Un ministre peut parler une heure à la télévision ; il sera réduit en dix secondes ridiculisées sur TikTok. Les vieilles élites parlent en kilomètres, la jeunesse en secondes de vidéo. La politique autrefois se jouait en tribune, aujourd’hui elle se joue en scroll. Le rire est devenu une arme, le détournement un bouclier, le montage vidéo une barricade.
Et ce qui se joue au Maroc n’est peut-être qu’un prélude. Car ailleurs, d’autres Gen Z s’éveillent déjà.

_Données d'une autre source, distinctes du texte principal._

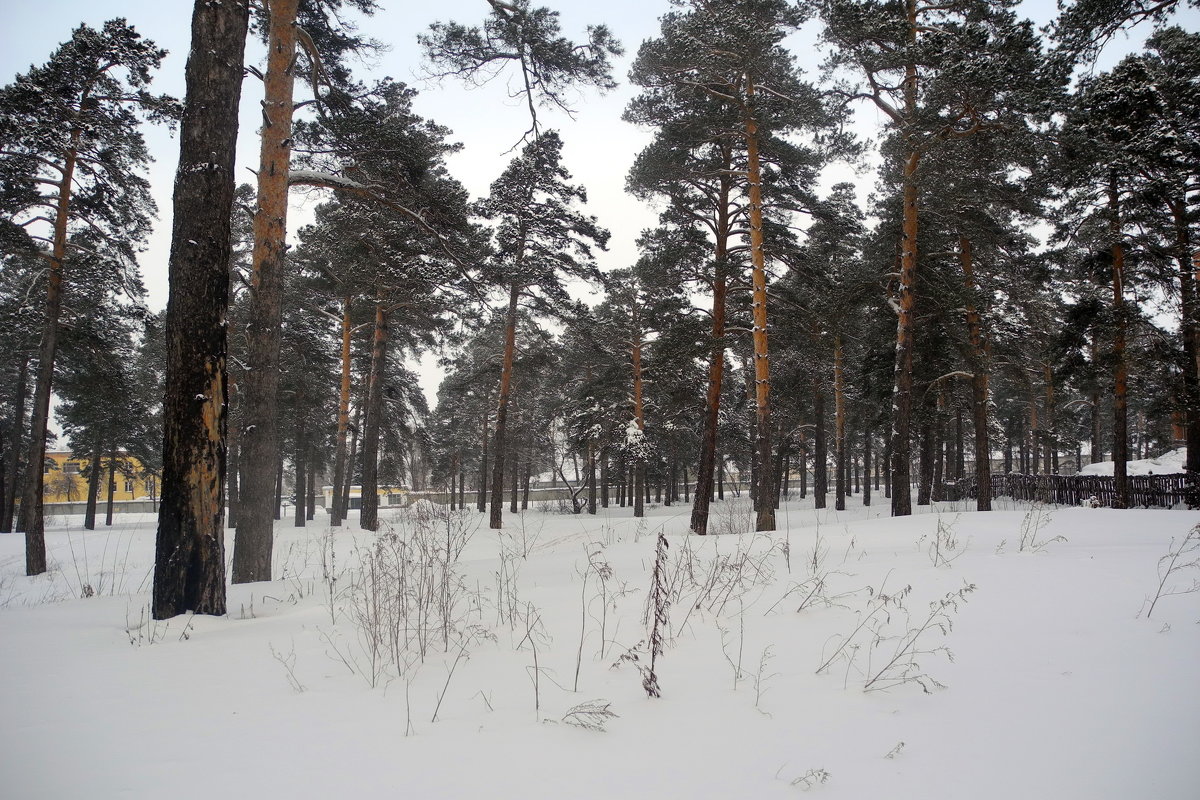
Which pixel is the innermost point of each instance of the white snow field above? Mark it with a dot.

Au Népal, des milliers de jeunes ont défié la police après le blocage des réseaux sociaux : quatorze morts, un Premier ministre poussé à la démission, et une génération entière qui dit non à la censure et à la corruption.

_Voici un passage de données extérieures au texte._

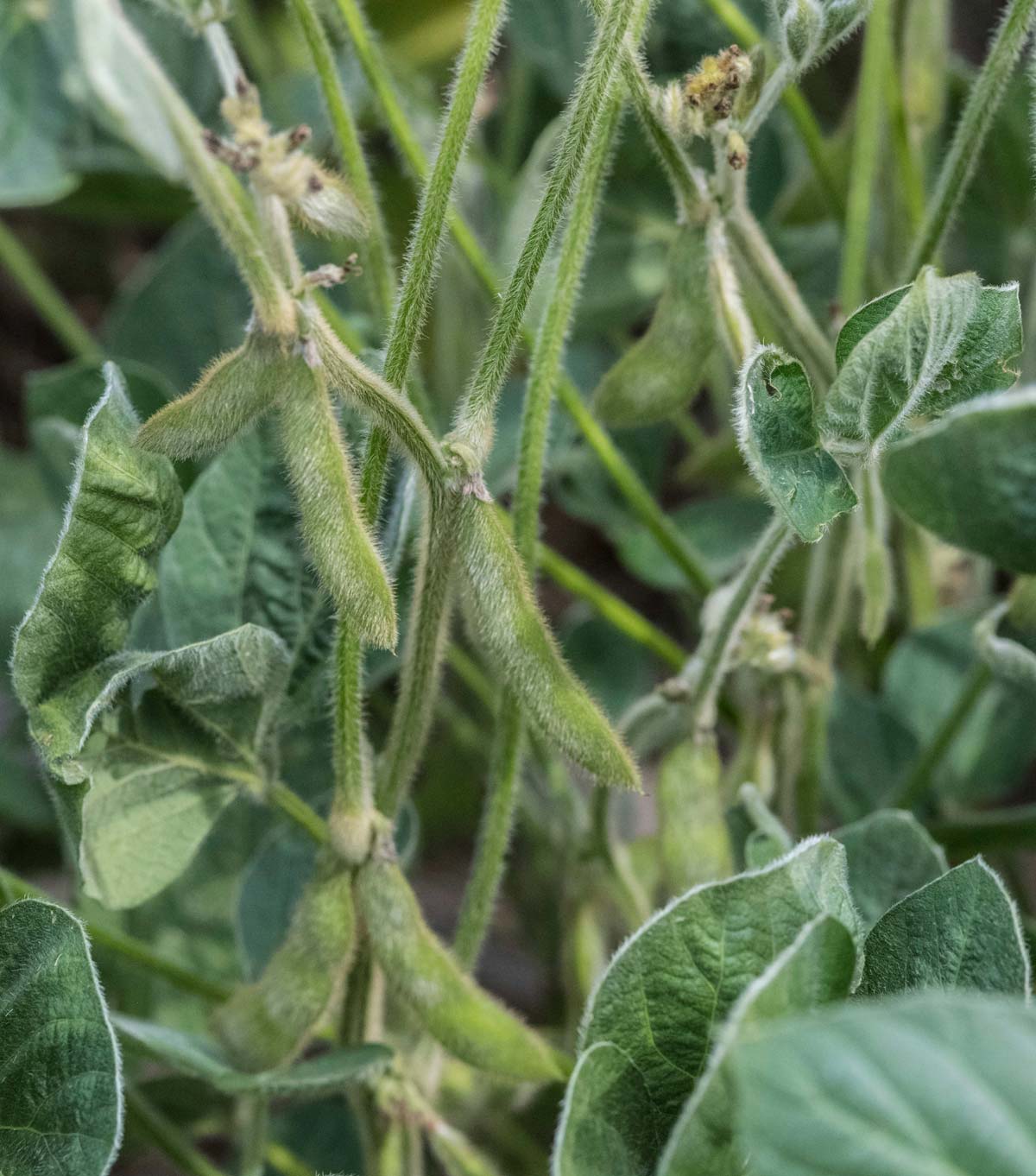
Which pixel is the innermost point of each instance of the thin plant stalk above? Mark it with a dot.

À Madagascar, les coupures d’électricité et l’arrogance présidentielle ont suffi pour que les jeunes descendent dans la rue : le gouvernement a été dissous sous la pression. Au Pérou, une jeunesse fatiguée de la corruption et de la précarité manifeste contre des réformes injustes. Au Kenya, en Indonésie, aux Philippines, au Mali, les ingrédients sont là : une jeunesse hyperconnectée, un État qui promet sans livrer, une colère qui voyage plus vite qu’un avion, à la vitesse du numérique.
Partout, la pyramide des âges penche du côté des jeunes, et partout, les élites vivent comme si le temps leur appartenait. Partout, la fracture se répète : une élite d’en haut qui construit des stades et des palais, une jeunesse d’en bas qui réclame des lits d’hôpital et des bancs d’école. Gen Z212 n’est donc pas une simple crise marocaine. C’est peut-être le premier chapitre d’un nouveau cycle générationnel : pas une révolution romantique, mais une insurrection pragmatique, une politique de survie qui s’écrit en vidéos de quinze secondes.
Alors, verra-t-on la Gen Z ailleurs ? Déjà, à Alger, on murmure l’ombre d’une Gen Z213, enfermée dans ses frontières et ses désillusions. À Tunis, une Gen Z216 suffoque entre chômage et désenchantement, héritière d’une révolution inachevée. Et plus au sud, au Mali, une jeunesse sans avenir pourrait bien devenir la Gen Z223, fatiguée de la guerre et de la misère.
Le Maroc pourrait bien être le théâtre d’un essai grandeur nature. Si Gen Z212 marque un jalon, d’autres « Gen Z-mouvements » pourraient surgir, du Rif à Bamako, d’Alger au Caire. Parce que la colère, quand elle se digitalise, circule plus vite que les frontières.